The term “alt-right” was coined in 2008 by Richard Spencer, a white nationalist who has called for a “peaceful ethnic cleansing” of the United States. Spencer is best known for giving a speech met with Nazi salutes at a white-nationalist conference in November to celebrate Trump’s victory. While many of those who identify with the alt-right also identify with white nationalism or white supremacy, not all of them openly espouse such beliefs.

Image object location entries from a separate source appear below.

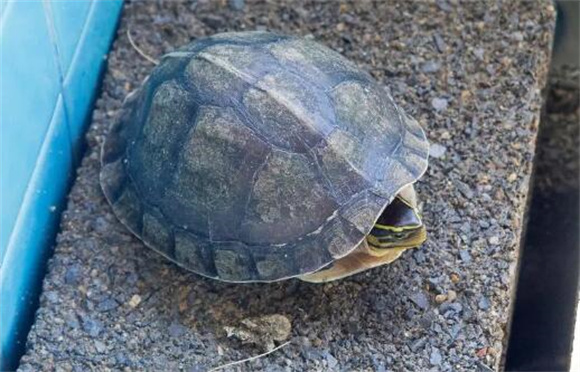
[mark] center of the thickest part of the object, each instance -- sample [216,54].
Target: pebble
[439,104]
[176,330]
[135,301]
[484,303]
[430,66]
[440,298]
[420,300]
[107,304]
[451,296]
[330,359]
[494,240]
[236,4]
[91,326]
[464,255]
[437,151]
[72,274]
[100,347]
[435,357]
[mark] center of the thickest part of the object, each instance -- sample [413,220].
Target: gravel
[110,303]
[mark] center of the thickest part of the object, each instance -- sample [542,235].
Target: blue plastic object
[51,56]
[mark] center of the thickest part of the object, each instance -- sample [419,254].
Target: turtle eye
[399,235]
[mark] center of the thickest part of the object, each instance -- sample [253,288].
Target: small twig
[142,53]
[248,359]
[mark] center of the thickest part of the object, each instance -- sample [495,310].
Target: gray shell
[256,157]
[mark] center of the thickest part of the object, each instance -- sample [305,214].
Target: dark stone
[91,326]
[420,300]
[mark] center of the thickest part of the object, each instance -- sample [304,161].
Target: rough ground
[471,74]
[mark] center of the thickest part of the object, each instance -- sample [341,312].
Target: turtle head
[399,226]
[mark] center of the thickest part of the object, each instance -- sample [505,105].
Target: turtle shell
[254,156]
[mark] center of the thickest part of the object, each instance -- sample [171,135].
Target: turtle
[257,156]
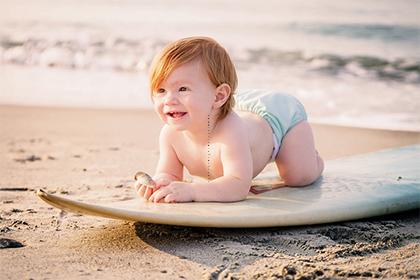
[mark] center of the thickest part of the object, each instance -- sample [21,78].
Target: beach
[92,154]
[76,120]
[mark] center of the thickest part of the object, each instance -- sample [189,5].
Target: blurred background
[353,63]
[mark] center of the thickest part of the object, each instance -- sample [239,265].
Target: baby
[225,137]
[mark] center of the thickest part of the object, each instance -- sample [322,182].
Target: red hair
[214,58]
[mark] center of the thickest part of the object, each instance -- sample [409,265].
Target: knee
[299,180]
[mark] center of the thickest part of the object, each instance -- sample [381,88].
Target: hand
[146,191]
[174,192]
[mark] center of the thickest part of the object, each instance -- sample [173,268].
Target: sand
[93,154]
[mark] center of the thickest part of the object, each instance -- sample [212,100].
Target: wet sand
[93,154]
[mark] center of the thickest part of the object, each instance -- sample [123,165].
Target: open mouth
[176,115]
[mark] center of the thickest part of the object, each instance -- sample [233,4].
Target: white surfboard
[351,188]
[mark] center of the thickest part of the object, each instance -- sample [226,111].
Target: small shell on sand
[145,179]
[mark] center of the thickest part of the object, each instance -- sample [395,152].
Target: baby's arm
[169,167]
[232,186]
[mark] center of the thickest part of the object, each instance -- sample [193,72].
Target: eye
[160,92]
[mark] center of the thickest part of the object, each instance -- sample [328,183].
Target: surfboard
[355,187]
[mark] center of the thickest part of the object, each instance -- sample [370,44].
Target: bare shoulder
[167,133]
[232,128]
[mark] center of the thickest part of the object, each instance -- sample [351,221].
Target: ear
[222,94]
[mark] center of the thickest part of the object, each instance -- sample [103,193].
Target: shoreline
[92,154]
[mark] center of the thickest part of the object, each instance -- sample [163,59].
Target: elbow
[239,192]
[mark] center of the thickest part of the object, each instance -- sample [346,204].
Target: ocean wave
[383,32]
[122,54]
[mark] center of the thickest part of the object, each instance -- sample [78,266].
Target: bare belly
[260,138]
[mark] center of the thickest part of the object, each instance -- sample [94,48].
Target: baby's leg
[298,162]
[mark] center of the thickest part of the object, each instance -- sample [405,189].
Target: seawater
[349,62]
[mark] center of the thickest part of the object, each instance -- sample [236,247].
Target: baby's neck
[202,135]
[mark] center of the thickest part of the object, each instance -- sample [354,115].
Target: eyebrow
[180,82]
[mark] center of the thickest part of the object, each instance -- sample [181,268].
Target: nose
[171,98]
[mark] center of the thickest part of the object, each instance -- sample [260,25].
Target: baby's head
[212,56]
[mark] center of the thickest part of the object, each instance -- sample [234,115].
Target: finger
[148,193]
[137,185]
[160,194]
[162,182]
[141,190]
[170,198]
[152,197]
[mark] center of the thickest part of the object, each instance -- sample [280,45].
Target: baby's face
[185,99]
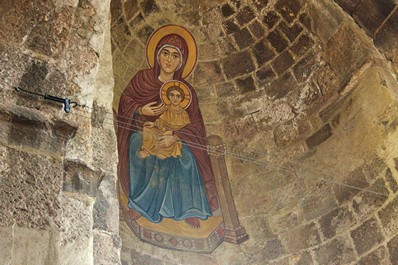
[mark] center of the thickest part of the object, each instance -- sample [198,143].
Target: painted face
[175,97]
[169,59]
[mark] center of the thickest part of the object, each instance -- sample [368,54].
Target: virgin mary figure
[181,188]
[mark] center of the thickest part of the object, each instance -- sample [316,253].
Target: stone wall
[57,171]
[306,91]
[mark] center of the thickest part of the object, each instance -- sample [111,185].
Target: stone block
[337,221]
[106,206]
[245,85]
[120,33]
[281,86]
[289,9]
[388,217]
[244,16]
[391,181]
[144,32]
[130,9]
[323,19]
[386,36]
[370,14]
[272,249]
[277,40]
[302,45]
[106,248]
[243,38]
[392,246]
[226,90]
[51,37]
[29,246]
[227,10]
[230,26]
[243,59]
[319,137]
[208,51]
[367,235]
[207,73]
[346,52]
[303,237]
[30,189]
[262,53]
[365,203]
[291,32]
[306,66]
[257,29]
[19,18]
[282,62]
[356,179]
[271,19]
[377,257]
[348,5]
[336,251]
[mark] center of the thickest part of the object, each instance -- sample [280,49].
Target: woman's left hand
[167,140]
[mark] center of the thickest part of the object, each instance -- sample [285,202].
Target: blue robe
[171,187]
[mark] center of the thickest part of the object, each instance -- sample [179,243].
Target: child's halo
[163,93]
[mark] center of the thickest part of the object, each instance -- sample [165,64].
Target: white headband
[171,46]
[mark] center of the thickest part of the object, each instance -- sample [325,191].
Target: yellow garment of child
[167,123]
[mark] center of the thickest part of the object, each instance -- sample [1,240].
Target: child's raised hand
[149,124]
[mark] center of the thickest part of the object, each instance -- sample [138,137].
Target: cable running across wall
[138,129]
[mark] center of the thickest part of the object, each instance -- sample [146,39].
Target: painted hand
[151,109]
[167,140]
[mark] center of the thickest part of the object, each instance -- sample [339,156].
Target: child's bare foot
[193,222]
[143,153]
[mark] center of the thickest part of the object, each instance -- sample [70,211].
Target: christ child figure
[176,96]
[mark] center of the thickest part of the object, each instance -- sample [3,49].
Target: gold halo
[173,29]
[163,93]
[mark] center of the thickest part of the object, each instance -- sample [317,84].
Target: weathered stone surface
[370,14]
[281,86]
[365,203]
[257,29]
[207,73]
[291,32]
[377,257]
[386,36]
[51,37]
[319,137]
[270,19]
[315,19]
[245,15]
[30,189]
[243,38]
[303,237]
[76,233]
[22,245]
[336,251]
[302,45]
[282,62]
[243,59]
[102,243]
[393,249]
[388,217]
[367,235]
[277,40]
[306,66]
[336,222]
[262,53]
[289,9]
[356,179]
[130,9]
[272,250]
[106,206]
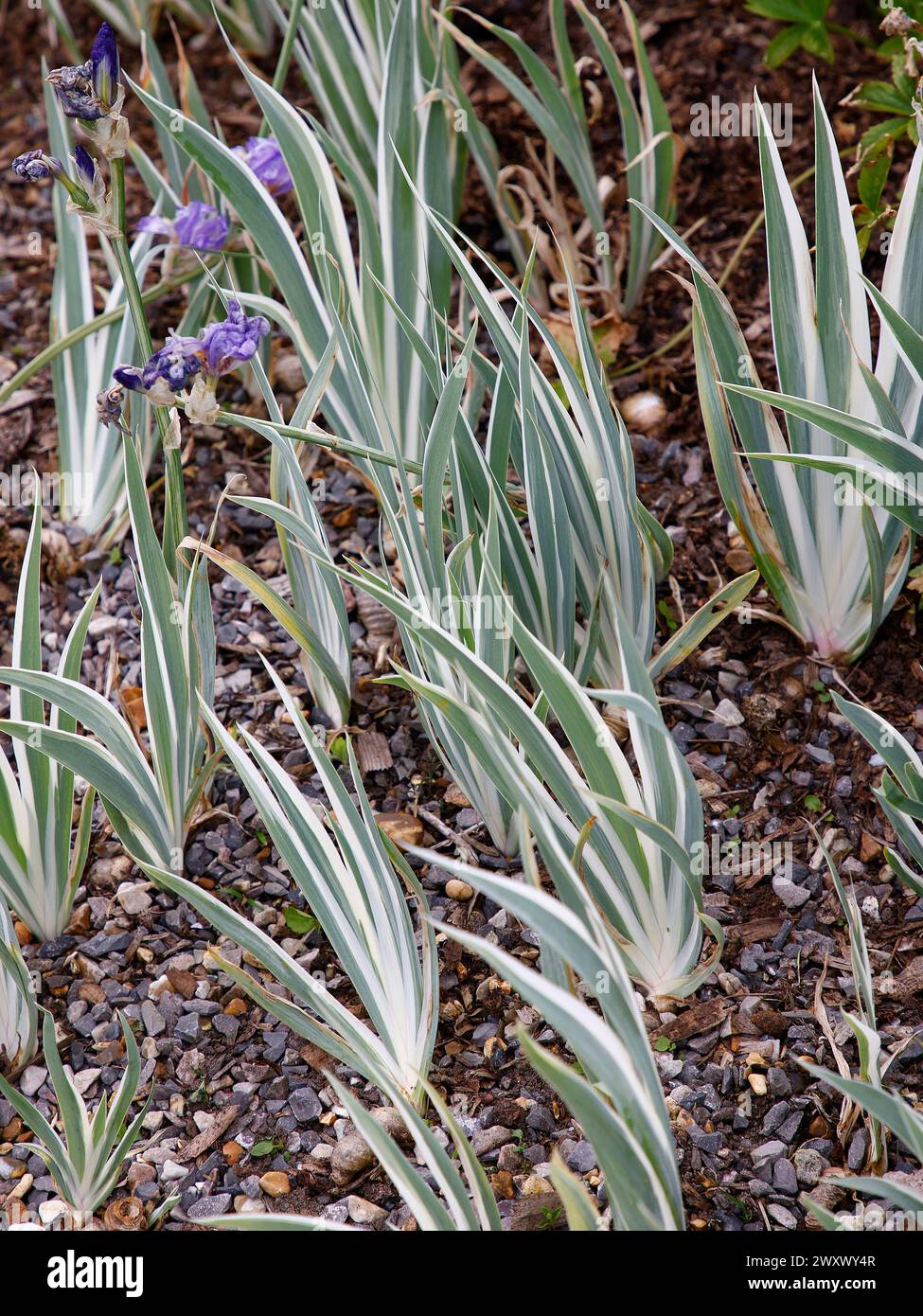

What nearly all alt-right groups and advocates share is a hostility toward Muslims as well as opposition to immigration, modern feminism, egalitarianism, and pluralistic societies. Some entirely reject liberal democracy. Internet culture shapes the alt-right’s rhetoric and provides a lingua franca for its ideologically nebulous followers. It also draws heavily in tone and tactics from the Gamergate movement, a loosely affiliated connection of online trolls that harassed feminists in the video game industry.
Those affiliated with the alt-right portray themselves as steadfast defenders of American society against left-wing political correctness enforced by a globalized elite. Some alt-right members use anti-Semitic tropes and describe the globalist elite as Jewish; others do not. Many prominent alt-right figures have been lightning-rods for controversy. Milo Yiannopoulos, a Breitbart writer, was permanently banned from Twitter for inciting harassment of black actress Leslie Jones.
The movement gained increased prominence due to its enthusiastic support for Donald Trump’s presidential campaign. Most notably, Breitbart News chairman and Trump campaign CEO Steve Bannon declared his publication to be the “voice of the alt-right.”